High-throughput growth rate analysis
The high-throughput growth rate and brood size assays were performed as described previously [92]. In short, approximately 25 bleach-synchronized embryos were aliquoted into each well of 96-well plates, and fed 5 mg/mL HB101 bacterial lysate on the following day [93]. After 48 hours of growing at 20°C, a large-particle flow cytometer (COPAS BIOSORT, Union Biometrica, Holliston, MA) was used to sort three L4 larvae into each well of a 96-well plate with 50 μL of K medium with HB101 lysate (10 mg/mL) and Kanamycin (50 μM). Animals were grown for 96 hours at 20°C and were then treated with sodium azide (50 mM in M9). Animal number (n) and animal length (time of flight, TOF) were measured by the BIOSORT. For each well, animal growth was measured as the median length of the population, and brood size was measured as the number of progeny per sorted animal. The experiments were replicated in two independent assays, and the linear model with the formula (phenotype ~ assay) was applied to normalize the differences among assays [94].
Statistical test
The raw data are included in S1 Table. To assess statistical significance, we performed one-way ANOVA tests followed by Tukey’s honest significant difference test to correct for multiple comparisons or the Wilcoxon-Mann-Whitney nonparametric test for pairwise comparisons. NS: not significant; *: p < 0.05; **: p < 0.01; ***: p < 0.001.
QTL mapping
The average of the log2(w) of each N2*/LSJ2 RIL was used as phenotype with 192 previously genotyped SNPs. R/qtl was used to perform a one-dimensional scan using marker regression on the 192 markers. The genome-wide error rate (p = 0.05) was determined by 1000 permutations test[95].

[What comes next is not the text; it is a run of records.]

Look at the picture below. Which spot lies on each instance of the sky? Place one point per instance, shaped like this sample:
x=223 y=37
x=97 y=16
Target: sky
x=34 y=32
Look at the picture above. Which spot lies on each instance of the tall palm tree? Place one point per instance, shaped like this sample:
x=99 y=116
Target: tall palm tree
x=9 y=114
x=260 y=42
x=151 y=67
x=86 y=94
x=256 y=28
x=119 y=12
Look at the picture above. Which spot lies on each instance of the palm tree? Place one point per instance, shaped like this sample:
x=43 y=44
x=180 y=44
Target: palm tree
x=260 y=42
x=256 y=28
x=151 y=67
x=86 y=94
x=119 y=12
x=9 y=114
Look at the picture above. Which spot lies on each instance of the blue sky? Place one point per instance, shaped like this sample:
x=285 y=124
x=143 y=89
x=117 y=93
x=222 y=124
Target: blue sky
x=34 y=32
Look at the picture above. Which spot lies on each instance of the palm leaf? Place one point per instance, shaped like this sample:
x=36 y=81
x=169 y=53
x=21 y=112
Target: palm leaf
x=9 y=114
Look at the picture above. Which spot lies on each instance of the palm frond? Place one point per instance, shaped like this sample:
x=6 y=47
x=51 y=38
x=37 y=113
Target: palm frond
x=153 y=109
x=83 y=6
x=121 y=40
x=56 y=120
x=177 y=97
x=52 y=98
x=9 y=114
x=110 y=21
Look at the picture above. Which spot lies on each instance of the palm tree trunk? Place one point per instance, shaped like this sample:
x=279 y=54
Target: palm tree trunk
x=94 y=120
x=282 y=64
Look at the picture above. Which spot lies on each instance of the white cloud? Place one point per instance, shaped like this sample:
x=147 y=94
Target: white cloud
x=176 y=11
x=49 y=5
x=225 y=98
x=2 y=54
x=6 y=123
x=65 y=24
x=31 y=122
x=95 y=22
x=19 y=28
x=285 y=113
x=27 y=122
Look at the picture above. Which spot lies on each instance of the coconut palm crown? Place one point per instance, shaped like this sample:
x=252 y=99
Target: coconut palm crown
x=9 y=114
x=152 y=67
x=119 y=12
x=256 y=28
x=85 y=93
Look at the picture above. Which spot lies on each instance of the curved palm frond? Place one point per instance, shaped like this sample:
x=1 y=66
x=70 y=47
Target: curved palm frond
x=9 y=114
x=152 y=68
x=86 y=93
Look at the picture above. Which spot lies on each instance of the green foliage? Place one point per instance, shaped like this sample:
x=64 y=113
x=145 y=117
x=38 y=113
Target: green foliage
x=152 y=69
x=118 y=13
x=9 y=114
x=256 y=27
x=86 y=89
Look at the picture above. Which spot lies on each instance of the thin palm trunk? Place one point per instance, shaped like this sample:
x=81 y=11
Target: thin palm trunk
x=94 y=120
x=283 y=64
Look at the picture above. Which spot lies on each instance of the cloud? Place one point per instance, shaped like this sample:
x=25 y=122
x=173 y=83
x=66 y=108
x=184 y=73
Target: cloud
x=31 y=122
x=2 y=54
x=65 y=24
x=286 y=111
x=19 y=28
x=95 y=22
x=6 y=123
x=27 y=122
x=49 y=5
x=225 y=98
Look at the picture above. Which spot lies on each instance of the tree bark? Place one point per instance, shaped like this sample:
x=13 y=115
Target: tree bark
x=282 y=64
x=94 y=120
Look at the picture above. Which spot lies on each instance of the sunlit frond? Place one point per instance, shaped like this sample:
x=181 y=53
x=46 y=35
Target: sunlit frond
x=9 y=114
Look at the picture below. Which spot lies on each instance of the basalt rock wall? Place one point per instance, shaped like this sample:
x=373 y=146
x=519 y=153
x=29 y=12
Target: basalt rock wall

List of key resources and reagents
The key resources and reagents used in this study are listed in S6 Table.
Supporting information
Acknowledgments
We thank the Caenorhabditis Genetics Center for strains, Todd Streelman, Levi Morran, Chao Jiang, Wei Zhang, Will Ratcliff, Annalise Paaby, and members of the Streelman and McGrath lab for discussions, and WormBase.
Data Availability
All RNA-seq and resequencing files are available from the SRA database NIH BioProject PRJNA526525.
Funding Statement
This work was supported by NIH GM114170 (to P.T.M), a John N. Nicholson fellowship (to S.C.B), an NSF CAREER Award (to E.C.A.), and NIH NS096581, GM088333, AG056436 (to H.L.). The John Nicholson Fellowship URL is: https://www.tgs.northwestern.edu/funding/fellowships-and-grants/internal-fellowships/nicholson-fellowship.html. The funders had no role in study design, data collection and analysis, decision to publish, or preparation of the manuscript.